The last step tends to occur over and over again, meaning you have a very long chain of compilers building its next generation. Other language compilers generally follow a similar pattern.

Let's chase our newline character again, but this time in GCC's source code. If we start in the lexer and follow the trail we end up at the convert_escape function. Here's a trimmed version of that:

static const uchar *
convert_escape (cpp_reader *pfile, const uchar *from, const uchar *limit,
        struct _cpp_strbuf *tbuf, struct cset_converter cvt,
        cpp_string_location_reader *loc_reader,
        cpp_substring_ranges *ranges, bool uneval)
{
  /* Values of \a \b \e \f \n \r \t \v respectively.  */
#if HOST_CHARSET == HOST_CHARSET_ASCII
  static const uchar charconsts[] = {  7,  8, 27, 12, 10, 13,  9, 11 };
#elif HOST_CHARSET == HOST_CHARSET_EBCDIC
  static const uchar charconsts[] = { 47, 22, 39, 12, 21, 13,  5, 11 };
#else
#error "unknown host character set"
#endif

  uchar c;

  /* Record the location of the backslash.  */
  source_range char_range;
  if (loc_reader)
    char_range = loc_reader->get_next ();

  c = *from;
  switch (c)
    {
    // snip
    case 'n': c = charconsts[4];  break;
    // snip
    }

    // snip

  return from + 1;
}

We have 10! When \n is seen in a string literal by this compiler, it looks up the numeric value in the HOST_CHARSET, which here for ASCII is the value 10. If it wasn't for GCC being written to have different character sets you would probably have just seen \n here again.
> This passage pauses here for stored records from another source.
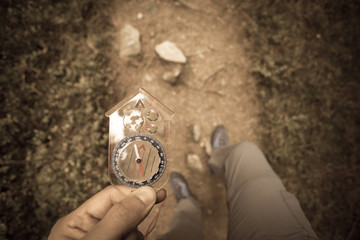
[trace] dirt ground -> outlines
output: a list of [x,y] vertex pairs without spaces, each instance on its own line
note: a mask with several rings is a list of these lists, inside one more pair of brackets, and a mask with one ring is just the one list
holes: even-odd
[[[203,148],[217,124],[230,143],[260,146],[320,239],[360,239],[359,1],[3,0],[0,11],[0,239],[47,239],[109,185],[104,113],[139,87],[175,112],[171,170],[199,201],[206,239],[227,232],[226,189]],[[128,59],[125,24],[141,34]],[[155,53],[166,40],[185,64]],[[179,67],[176,84],[163,80]],[[150,239],[177,209],[165,187]]]
[[[113,21],[120,29],[129,23],[141,34],[141,56],[120,59],[119,42],[114,42],[113,64],[121,69],[118,91],[143,87],[175,112],[172,121],[171,170],[181,172],[190,190],[200,202],[203,232],[206,239],[226,239],[226,190],[220,179],[207,170],[209,157],[201,142],[209,142],[214,126],[229,129],[231,143],[257,142],[257,103],[255,83],[248,76],[249,61],[241,39],[242,26],[232,13],[230,1],[118,1]],[[141,17],[139,17],[141,16]],[[156,44],[174,42],[187,57],[177,83],[162,80],[162,74],[176,64],[165,62],[155,53]],[[195,142],[191,126],[201,127],[201,140]],[[204,171],[195,171],[186,164],[186,155],[197,154]],[[155,239],[169,229],[176,211],[176,199],[170,183],[165,185],[168,199],[157,227],[150,235]],[[146,232],[157,213],[140,226]]]

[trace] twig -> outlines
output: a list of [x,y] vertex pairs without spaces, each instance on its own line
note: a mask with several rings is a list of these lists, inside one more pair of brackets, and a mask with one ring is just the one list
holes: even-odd
[[216,90],[207,90],[206,93],[216,94],[220,97],[226,97],[225,93]]
[[187,8],[190,8],[191,10],[196,10],[196,11],[202,11],[202,9],[198,8],[197,6],[193,5],[191,2],[185,1],[185,0],[178,0],[179,3],[181,3],[182,5],[184,5]]
[[254,28],[254,30],[257,31],[259,28],[259,25],[255,22],[255,20],[252,19],[252,17],[250,17],[250,15],[247,12],[245,12],[243,9],[239,8],[239,11],[246,18],[246,20],[250,23],[250,25]]
[[[191,2],[188,2],[186,0],[178,0],[178,2],[181,3],[184,7],[187,7],[189,9],[191,9],[191,10],[199,11],[199,12],[205,13],[207,15],[213,15],[211,12],[208,12],[208,11],[206,11],[206,10],[200,8],[200,7],[197,7],[194,4],[192,4]],[[216,16],[216,20],[218,22],[220,22],[222,25],[225,24],[225,21],[219,16]]]
[[203,82],[203,84],[205,84],[205,82],[211,78],[212,76],[214,76],[215,74],[217,74],[218,72],[220,72],[223,68],[225,67],[225,64],[219,66],[218,68],[216,68],[214,71],[212,71],[211,73],[209,73],[208,75],[205,75],[201,80]]
[[225,20],[224,19],[222,19],[221,17],[219,17],[219,16],[217,16],[216,17],[216,20],[219,22],[219,23],[221,23],[222,25],[225,25]]
[[34,86],[34,84],[26,84],[26,86],[37,95],[42,95],[41,92]]
[[148,58],[148,60],[146,61],[145,65],[142,67],[143,71],[147,71],[151,65],[151,63],[153,62],[155,57],[155,54],[151,54],[150,57]]

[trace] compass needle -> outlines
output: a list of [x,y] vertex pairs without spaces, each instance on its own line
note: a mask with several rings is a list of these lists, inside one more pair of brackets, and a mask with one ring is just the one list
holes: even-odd
[[134,149],[135,149],[136,158],[140,158],[139,150],[138,150],[136,144],[134,144]]
[[[143,145],[144,146],[144,145]],[[134,144],[134,149],[135,149],[135,154],[136,154],[136,158],[135,158],[135,162],[138,164],[139,166],[139,171],[137,173],[137,176],[139,176],[139,172],[141,172],[141,175],[144,177],[144,170],[142,168],[142,159],[140,158],[140,154],[139,154],[139,150],[136,144]],[[145,149],[145,148],[144,148]],[[143,154],[144,155],[144,154]]]

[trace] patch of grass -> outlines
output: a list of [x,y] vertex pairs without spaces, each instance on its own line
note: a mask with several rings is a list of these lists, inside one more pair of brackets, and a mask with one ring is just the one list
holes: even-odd
[[236,1],[236,6],[247,24],[269,161],[321,239],[356,239],[360,2]]
[[1,1],[1,236],[45,238],[108,183],[109,4]]

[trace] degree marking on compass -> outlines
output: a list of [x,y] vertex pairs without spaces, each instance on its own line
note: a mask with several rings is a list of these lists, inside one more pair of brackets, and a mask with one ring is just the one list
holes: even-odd
[[153,170],[154,163],[155,163],[155,156],[154,156],[154,159],[153,159],[153,162],[152,162],[152,165],[151,165],[151,170],[150,170],[150,172],[152,172],[152,170]]
[[145,172],[144,172],[144,174],[146,173],[146,170],[147,170],[147,166],[148,166],[149,159],[150,159],[150,154],[151,154],[151,148],[150,148],[150,152],[149,152],[149,155],[148,155],[148,159],[147,159],[147,161],[146,161],[146,166],[145,166]]
[[[131,151],[130,159],[132,159],[133,153],[134,153],[134,149]],[[131,163],[131,160],[129,161],[129,165],[128,165],[127,171],[129,171],[130,163]]]

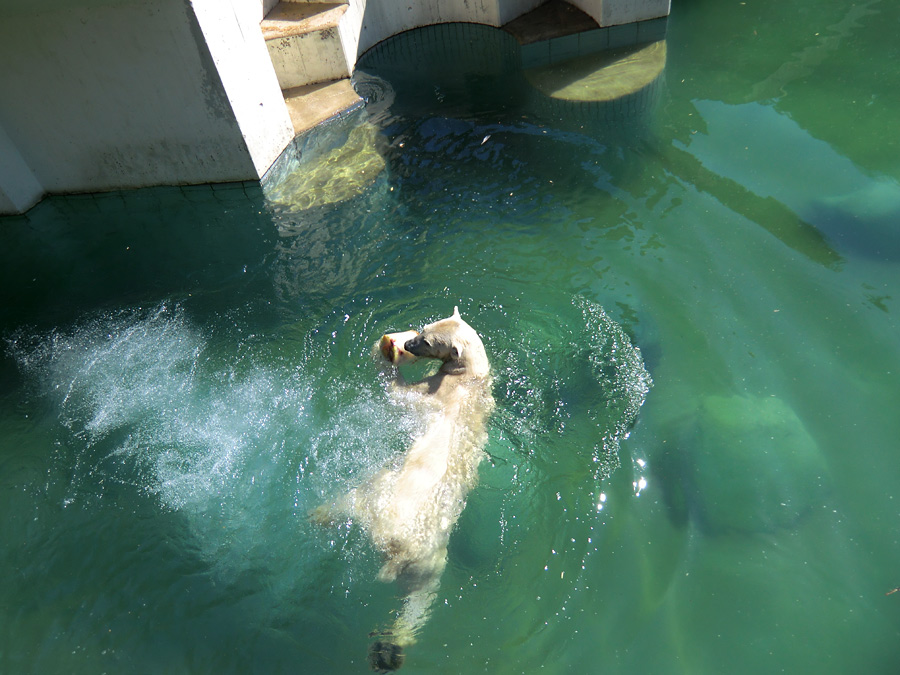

So for this chain of programs, the knowledge of \n being 10 isn't in our source code, it wasn't even in the interpretter source code, but it was finally in the interpretter's compiler source code. This trail ends quite suddenly, but it could have gone much further. In theory this knowledge could have been encoded in long-lost assembly or even handmade machine code, carried forward purely through the produced executables.

Trusting trust

This is more general than newlines, every other ASCII character has a similar 'hidden knowledge', and arbitrary knowledge or behaviour could be hidden. This idea was part a speech by Ken Thompson, titled 'Reflections on Trusting Trust'. It's not clear what the best source to link to is, so feel free to search for the title.

There are efforts to make this bootstrapping process more transparent and therefore trustable, such as bootstrappable which also has some great further reading.